In this study, we also investigated the influence of RCJ and CSJ morphology on the disagreement between A-SFCT and M-SFCT. Although the differences between A-SFCT and M-SFCT were not significant in eyes with normal RPE/BM (mean −7.7 μm,
P = 0.380) (
Fig. 5A) or atrophic RPE (mean 47 μm,
P = 0.254) (
Fig. 5C), automated segmentation significantly overestimated M-SFCT when there was pathology causing separation of BM from the RPE, such as PED, CNV (mean 26 μm,
P = 0.002) (
Fig. 5B). In these eyes, it was noted that the segmentation algorithm mistakenly marked the RPE as the RCJ rather than BM. We postulated that this was due to the increased hyperreflectivity of the RPE compared with BM when these two structures were separated by CNV or in PED. This observation was also supported by the higher frequency of automated RCJ segmentation error (46%) in eyes with RCJ-B and RCJ-C compared with the normal RCJ-A subtype (18%). Although automated methods were somewhat accurate in identifying the posterior choroidal vessel wall limit, true SFCT could not be measured in eyes with CSJ-2 and CSJ-3 due to the complexity of reflectivity profile introduced by the hyperreflective stroma and hyporeflective LF. Even in the simplest form of CSJ (CSJ-1) there was a bias (not statistically significant) toward underestimation of SFCT (25 μm) by automated segmentation with excessively large range of differences of up to 970 μm. In contrast, automated segmentation tends to identify the outer choroidal boundary somewhere within the hyperreflective stroma, resulting in a systematic error of overestimation of the SFCT (by 17 and 23 μm) measured to the posterior choroidal vessel wall among eyes with more complex CSJ (CSJ-2 and CSJ-3). We found a trend for increased CSJ segmentation error (53% versus 40%) in eyes with posterior stromal or LF layers (i.e., CSJ-2 and CSJ-3) compared with those without (CSJ-1).
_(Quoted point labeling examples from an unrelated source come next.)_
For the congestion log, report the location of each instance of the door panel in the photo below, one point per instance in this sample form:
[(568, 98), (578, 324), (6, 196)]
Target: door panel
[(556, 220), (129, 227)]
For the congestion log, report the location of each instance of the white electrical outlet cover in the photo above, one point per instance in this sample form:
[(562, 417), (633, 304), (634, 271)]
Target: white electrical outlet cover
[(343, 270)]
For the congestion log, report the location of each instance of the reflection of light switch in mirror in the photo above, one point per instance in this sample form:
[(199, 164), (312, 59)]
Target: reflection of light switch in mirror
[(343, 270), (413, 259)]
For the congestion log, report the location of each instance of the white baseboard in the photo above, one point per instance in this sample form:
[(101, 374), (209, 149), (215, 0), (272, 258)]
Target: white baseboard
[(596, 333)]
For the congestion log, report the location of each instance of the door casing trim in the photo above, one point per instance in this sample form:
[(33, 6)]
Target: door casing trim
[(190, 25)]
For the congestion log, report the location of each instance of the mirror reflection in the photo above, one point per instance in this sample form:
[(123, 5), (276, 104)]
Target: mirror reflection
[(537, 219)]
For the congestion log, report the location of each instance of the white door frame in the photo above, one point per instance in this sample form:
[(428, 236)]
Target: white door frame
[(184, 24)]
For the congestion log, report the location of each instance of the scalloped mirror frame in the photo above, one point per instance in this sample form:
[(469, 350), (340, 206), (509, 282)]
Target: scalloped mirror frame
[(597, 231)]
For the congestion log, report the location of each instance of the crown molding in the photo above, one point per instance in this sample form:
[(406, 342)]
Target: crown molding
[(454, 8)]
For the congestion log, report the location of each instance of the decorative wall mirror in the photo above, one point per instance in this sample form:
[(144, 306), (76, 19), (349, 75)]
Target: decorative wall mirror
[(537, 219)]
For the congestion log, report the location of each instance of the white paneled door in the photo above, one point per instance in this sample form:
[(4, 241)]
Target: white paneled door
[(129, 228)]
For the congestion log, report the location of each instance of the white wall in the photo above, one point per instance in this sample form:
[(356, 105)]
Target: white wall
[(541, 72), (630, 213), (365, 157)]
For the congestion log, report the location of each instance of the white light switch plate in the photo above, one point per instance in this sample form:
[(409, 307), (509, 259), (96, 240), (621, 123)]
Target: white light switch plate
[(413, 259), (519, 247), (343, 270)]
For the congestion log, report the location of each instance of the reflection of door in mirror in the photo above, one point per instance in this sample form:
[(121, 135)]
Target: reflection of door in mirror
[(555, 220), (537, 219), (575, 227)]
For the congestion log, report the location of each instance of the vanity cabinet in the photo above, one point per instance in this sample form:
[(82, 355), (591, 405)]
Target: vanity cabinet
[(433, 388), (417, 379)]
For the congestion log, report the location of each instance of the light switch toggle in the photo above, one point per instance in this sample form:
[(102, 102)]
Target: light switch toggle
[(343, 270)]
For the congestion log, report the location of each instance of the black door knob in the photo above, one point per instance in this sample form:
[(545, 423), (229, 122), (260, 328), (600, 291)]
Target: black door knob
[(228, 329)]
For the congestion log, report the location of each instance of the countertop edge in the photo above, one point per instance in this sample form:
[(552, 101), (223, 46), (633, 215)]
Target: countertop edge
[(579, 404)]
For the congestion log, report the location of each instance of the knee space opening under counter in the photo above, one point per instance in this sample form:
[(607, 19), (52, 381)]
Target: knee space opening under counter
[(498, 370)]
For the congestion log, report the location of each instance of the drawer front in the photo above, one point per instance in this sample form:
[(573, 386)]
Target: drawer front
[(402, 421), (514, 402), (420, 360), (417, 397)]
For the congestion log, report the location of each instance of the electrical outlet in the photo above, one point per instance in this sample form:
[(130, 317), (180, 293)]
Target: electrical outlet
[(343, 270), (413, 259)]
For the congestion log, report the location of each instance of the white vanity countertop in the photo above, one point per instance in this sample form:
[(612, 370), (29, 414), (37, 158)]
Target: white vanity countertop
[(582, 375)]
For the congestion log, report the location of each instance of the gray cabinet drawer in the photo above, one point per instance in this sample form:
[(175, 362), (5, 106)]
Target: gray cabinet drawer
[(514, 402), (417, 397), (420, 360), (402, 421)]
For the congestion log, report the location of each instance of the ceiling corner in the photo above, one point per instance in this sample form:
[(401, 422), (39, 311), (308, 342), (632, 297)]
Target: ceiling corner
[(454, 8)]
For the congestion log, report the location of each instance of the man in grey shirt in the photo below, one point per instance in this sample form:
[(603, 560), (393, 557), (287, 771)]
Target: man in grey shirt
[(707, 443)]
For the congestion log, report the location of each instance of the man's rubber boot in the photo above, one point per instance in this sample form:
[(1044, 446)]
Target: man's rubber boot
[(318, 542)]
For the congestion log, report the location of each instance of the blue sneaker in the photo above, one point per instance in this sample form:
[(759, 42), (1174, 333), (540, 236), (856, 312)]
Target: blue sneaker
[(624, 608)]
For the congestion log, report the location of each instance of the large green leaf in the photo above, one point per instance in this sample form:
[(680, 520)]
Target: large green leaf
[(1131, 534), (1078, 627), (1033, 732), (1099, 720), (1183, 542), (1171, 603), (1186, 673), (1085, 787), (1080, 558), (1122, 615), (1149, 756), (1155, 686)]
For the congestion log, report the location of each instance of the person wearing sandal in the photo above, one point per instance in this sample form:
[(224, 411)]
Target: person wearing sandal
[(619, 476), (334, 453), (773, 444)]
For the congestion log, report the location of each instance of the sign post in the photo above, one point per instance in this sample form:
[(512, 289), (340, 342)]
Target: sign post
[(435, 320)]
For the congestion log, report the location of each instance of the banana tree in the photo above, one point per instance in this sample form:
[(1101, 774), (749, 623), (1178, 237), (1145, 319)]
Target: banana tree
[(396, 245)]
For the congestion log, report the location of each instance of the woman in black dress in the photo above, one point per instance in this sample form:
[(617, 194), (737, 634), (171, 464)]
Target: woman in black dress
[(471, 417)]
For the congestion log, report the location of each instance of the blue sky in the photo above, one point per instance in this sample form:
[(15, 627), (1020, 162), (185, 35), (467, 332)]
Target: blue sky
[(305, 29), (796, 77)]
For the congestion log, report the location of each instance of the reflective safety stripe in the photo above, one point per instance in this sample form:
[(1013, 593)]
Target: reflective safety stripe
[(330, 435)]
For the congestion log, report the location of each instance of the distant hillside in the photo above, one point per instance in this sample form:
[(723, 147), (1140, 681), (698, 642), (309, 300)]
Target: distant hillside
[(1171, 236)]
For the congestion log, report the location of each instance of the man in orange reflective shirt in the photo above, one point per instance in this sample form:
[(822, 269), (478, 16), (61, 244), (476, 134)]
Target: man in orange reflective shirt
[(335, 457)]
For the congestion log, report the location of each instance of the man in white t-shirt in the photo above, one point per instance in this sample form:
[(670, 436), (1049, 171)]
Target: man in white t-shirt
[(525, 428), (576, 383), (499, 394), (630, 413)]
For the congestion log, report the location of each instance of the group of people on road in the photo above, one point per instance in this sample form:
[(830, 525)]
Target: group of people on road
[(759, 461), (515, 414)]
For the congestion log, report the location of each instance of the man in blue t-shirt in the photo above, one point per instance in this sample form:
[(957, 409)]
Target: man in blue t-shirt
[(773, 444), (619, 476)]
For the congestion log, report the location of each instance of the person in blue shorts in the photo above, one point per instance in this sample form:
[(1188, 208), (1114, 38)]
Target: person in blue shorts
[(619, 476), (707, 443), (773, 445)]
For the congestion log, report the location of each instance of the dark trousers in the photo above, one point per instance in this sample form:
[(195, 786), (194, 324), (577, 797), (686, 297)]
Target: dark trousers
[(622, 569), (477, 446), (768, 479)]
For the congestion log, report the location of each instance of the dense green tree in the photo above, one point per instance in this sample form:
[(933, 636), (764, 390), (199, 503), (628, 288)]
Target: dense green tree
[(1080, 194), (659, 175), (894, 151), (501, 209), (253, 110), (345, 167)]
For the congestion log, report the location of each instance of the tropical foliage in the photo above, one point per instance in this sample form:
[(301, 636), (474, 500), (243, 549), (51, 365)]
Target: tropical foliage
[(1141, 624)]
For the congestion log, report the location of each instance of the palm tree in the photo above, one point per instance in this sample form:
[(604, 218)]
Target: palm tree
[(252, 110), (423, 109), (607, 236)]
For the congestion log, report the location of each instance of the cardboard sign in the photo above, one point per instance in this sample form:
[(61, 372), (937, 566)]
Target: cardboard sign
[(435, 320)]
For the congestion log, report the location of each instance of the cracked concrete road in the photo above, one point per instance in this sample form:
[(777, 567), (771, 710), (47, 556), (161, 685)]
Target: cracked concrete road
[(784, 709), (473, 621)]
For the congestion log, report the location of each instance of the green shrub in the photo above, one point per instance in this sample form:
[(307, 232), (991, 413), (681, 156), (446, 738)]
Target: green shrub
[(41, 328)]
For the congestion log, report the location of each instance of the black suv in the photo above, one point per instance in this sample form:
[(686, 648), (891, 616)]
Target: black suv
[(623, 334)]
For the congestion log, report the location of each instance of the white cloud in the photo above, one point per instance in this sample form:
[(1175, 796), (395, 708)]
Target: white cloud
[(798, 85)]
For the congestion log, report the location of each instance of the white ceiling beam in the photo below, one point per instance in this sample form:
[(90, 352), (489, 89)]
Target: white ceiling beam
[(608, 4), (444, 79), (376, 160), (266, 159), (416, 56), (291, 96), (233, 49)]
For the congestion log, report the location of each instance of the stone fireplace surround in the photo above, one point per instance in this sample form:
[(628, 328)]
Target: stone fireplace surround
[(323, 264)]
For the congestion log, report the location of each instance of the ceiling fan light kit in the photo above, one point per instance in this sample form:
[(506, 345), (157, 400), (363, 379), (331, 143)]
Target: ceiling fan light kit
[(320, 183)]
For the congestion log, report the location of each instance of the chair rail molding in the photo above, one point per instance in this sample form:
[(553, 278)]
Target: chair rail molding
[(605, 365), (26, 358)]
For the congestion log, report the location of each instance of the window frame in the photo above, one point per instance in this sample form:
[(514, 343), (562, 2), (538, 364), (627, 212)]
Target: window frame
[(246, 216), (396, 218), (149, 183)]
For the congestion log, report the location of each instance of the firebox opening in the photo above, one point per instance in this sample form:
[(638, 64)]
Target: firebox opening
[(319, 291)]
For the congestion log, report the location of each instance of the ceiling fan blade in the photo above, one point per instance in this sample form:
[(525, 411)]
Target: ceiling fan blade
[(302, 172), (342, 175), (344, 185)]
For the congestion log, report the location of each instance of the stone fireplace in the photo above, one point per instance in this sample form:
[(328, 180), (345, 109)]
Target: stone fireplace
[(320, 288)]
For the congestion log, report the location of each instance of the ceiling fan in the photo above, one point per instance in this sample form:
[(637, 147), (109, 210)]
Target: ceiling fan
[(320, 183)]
However, the difference between automated and manual choroidal thickness measurement at the posterior stromal boundary and LF did not vary with increasing thickness of the choroid (
Figs. 4B,
4C). The studies by Hu et al.
26 and Kong et al.
15 were the only two studies to assess automated segmentation error rates at both RCJ and CSJ in healthy and diseased eyes. However, neither study investigated the effects of different RCJ and CSJ morphology on the accuracy of automated segmentation. Furthermore, they measured choroidal thickness to only one anatomic location at the CSJ.
15 Hu et al.
26 found the mean (SD) difference between algorithm and manual segmentation of boundary location was −0.74 (3.27) μm for the RCJ and −3.9 (15.93) μm for the CSJ. However, they used only 30 eyes, with only 10 diseased eyes with one type of pathology (non-neovascular AMD).
26 Kong et al.
15 studied 89 pathological eyes and normal fellow eyes and reported an error rate in automated choroidal segmentation at the RCJ ranging from 0% in normal eyes to 24% in eyes with retinochoroidal pathology. At the CSJ, a much higher segmentation error rate, ranging from 6% in normal eyes to 68% in eyes with retinochoroidal pathology, was noted.
15 Similar to our study, they also reported higher segmentation error rates at the CSJ in comparison with the RCJ. The highest error rates at both boundaries were found in eyes with chorioretinal pathology in comparison with normal eyes or eyes with purely retinal pathology.